The present study also lacks a behavioural end point. Because of the grade of the cohort at baseline (third grade), it is necessary to wait at least three years (until sixth grade) before the programme could have a detectable behavioural effect. That is, smoking initiation can be expected to rise upon entry into middle school,28,29 and it is at this point that a differential effect could be detected. Collection of these follow up data on initiation of smoking is underway.

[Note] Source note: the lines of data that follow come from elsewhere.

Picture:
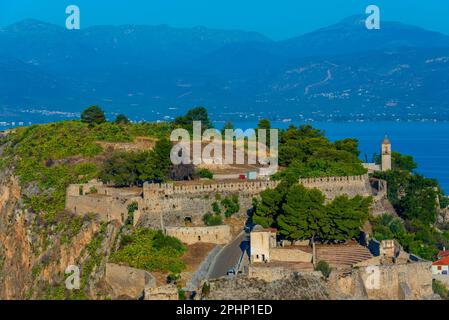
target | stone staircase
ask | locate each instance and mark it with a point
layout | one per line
(342, 255)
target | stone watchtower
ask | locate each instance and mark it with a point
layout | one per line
(386, 154)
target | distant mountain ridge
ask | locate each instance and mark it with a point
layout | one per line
(343, 71)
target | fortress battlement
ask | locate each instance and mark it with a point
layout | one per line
(173, 202)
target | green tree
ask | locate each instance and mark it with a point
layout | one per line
(268, 208)
(195, 114)
(120, 169)
(324, 267)
(93, 116)
(302, 212)
(346, 217)
(402, 162)
(121, 119)
(160, 160)
(349, 145)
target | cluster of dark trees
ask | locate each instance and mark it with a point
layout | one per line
(134, 168)
(414, 198)
(94, 115)
(301, 213)
(306, 152)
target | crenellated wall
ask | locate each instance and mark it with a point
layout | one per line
(192, 235)
(169, 204)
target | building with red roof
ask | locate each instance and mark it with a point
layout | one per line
(441, 266)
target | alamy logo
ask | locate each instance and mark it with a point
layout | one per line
(73, 21)
(372, 282)
(373, 20)
(72, 282)
(240, 147)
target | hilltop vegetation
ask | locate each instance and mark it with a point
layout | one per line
(300, 213)
(150, 250)
(49, 157)
(306, 152)
(414, 198)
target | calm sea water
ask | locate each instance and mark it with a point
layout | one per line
(427, 142)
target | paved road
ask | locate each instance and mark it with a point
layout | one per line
(229, 256)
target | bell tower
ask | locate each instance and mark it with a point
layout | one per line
(386, 154)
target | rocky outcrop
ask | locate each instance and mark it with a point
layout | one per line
(35, 253)
(128, 282)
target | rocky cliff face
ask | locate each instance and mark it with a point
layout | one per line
(34, 253)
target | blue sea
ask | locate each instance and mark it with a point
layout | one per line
(427, 142)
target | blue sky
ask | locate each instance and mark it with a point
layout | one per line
(277, 19)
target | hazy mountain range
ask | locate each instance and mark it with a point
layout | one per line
(341, 72)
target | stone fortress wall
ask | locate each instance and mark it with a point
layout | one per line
(191, 235)
(169, 204)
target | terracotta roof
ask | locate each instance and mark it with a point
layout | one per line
(442, 262)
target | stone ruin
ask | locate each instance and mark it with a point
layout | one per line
(172, 204)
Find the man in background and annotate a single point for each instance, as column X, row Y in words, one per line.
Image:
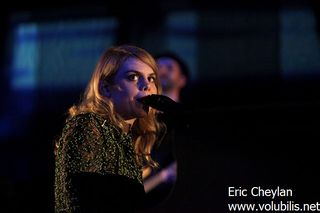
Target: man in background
column 174, row 76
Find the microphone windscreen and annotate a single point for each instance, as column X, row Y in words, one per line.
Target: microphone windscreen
column 160, row 102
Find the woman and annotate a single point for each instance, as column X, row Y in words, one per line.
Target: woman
column 108, row 137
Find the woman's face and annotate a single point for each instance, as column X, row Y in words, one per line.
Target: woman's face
column 134, row 80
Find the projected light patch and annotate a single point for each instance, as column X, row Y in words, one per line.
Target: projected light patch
column 58, row 54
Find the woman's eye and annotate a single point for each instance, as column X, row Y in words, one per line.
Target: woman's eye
column 152, row 79
column 133, row 77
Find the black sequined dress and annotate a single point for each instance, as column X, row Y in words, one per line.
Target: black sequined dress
column 96, row 168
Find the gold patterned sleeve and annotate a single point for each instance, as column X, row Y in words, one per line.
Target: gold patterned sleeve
column 84, row 145
column 79, row 151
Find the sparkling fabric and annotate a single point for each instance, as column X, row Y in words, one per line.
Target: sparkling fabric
column 90, row 144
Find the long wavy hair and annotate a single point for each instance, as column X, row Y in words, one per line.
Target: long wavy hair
column 146, row 131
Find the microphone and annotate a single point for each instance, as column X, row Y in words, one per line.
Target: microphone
column 161, row 103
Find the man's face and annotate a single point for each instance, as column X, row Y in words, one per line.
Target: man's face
column 170, row 74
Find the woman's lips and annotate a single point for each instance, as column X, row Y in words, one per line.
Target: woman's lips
column 144, row 107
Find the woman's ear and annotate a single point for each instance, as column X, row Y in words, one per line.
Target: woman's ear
column 104, row 90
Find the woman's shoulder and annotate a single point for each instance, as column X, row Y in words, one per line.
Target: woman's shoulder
column 84, row 119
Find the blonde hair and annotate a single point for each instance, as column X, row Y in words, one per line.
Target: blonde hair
column 145, row 130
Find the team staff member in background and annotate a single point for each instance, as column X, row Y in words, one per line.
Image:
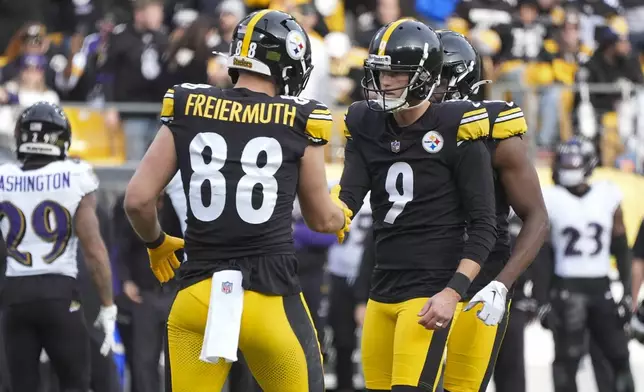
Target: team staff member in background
column 239, row 239
column 473, row 346
column 395, row 143
column 48, row 206
column 343, row 267
column 581, row 299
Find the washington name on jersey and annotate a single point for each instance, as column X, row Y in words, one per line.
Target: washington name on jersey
column 238, row 153
column 37, row 209
column 580, row 230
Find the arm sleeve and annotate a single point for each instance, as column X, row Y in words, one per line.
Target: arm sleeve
column 363, row 282
column 355, row 181
column 473, row 173
column 306, row 237
column 638, row 247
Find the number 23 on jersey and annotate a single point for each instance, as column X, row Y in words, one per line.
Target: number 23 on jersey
column 208, row 155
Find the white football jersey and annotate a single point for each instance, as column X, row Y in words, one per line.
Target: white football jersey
column 344, row 259
column 581, row 229
column 37, row 209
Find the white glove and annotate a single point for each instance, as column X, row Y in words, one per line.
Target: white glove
column 492, row 297
column 106, row 320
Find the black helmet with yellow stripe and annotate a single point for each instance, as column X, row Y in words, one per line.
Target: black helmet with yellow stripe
column 273, row 44
column 404, row 46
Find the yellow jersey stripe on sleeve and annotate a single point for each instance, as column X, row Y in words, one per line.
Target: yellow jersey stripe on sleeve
column 249, row 31
column 319, row 129
column 512, row 125
column 475, row 129
column 509, row 112
column 321, row 111
column 474, row 113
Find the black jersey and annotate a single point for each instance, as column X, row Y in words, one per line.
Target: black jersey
column 426, row 181
column 238, row 152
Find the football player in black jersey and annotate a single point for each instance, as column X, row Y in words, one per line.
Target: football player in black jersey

Within the field of tobacco control there is growing interest in engaging parents to reduce youth smoking. In 1998, the Centers for Disease Control and Prevention, with other federal agencies, sponsored a consensus conference that broke new ground by focusing on parenting as a public health issue. The aims of this conference, titled “Scientific foundations for parenting: preventing youth tobacco use and substance abuse”, were to delineate parenting practices that can be risk or protective factors for youth tobacco use and to determine effective parenting interventions for prevention (written communication, July 1998). More recently, Califano and colleagues at the National Center on Addiction and Substance Abuse have argued that “Parent power is the most underutilised tool in combating substance abuse. The family is fundamental to keeping children away from tobacco, alcohol, and illegal drugs”.30 National media campaigns further indicate increased effort to involve parents in prevention. For example, a theme of the mass media campaign developed by the Office of National Drug Control Policy is “Parents: the anti-drug”. Providing resources on effective parenting practices is a key element of this campaign.31
At present, the capacity of parents to prevent their children from smoking is relatively untested. The Smoke-free Kids study was undertaken to test one approach to enabling parents to reduce their children’s risk of addiction to tobacco. This programme is unique because it is the first anti-smoking socialisation programme for parents of young children and because it is designed for parents who smoke. The results of this research indicate that the programme has the potential to increase anti-smoking socialisation at home and to reduce children’s susceptibility to smoking over a two year period.
Research is underway to evaluate the programme’s potential to lower children’s risk of smoking initiation.
Support was provided by National Institute for Child Health and Human Development, grant HD36514.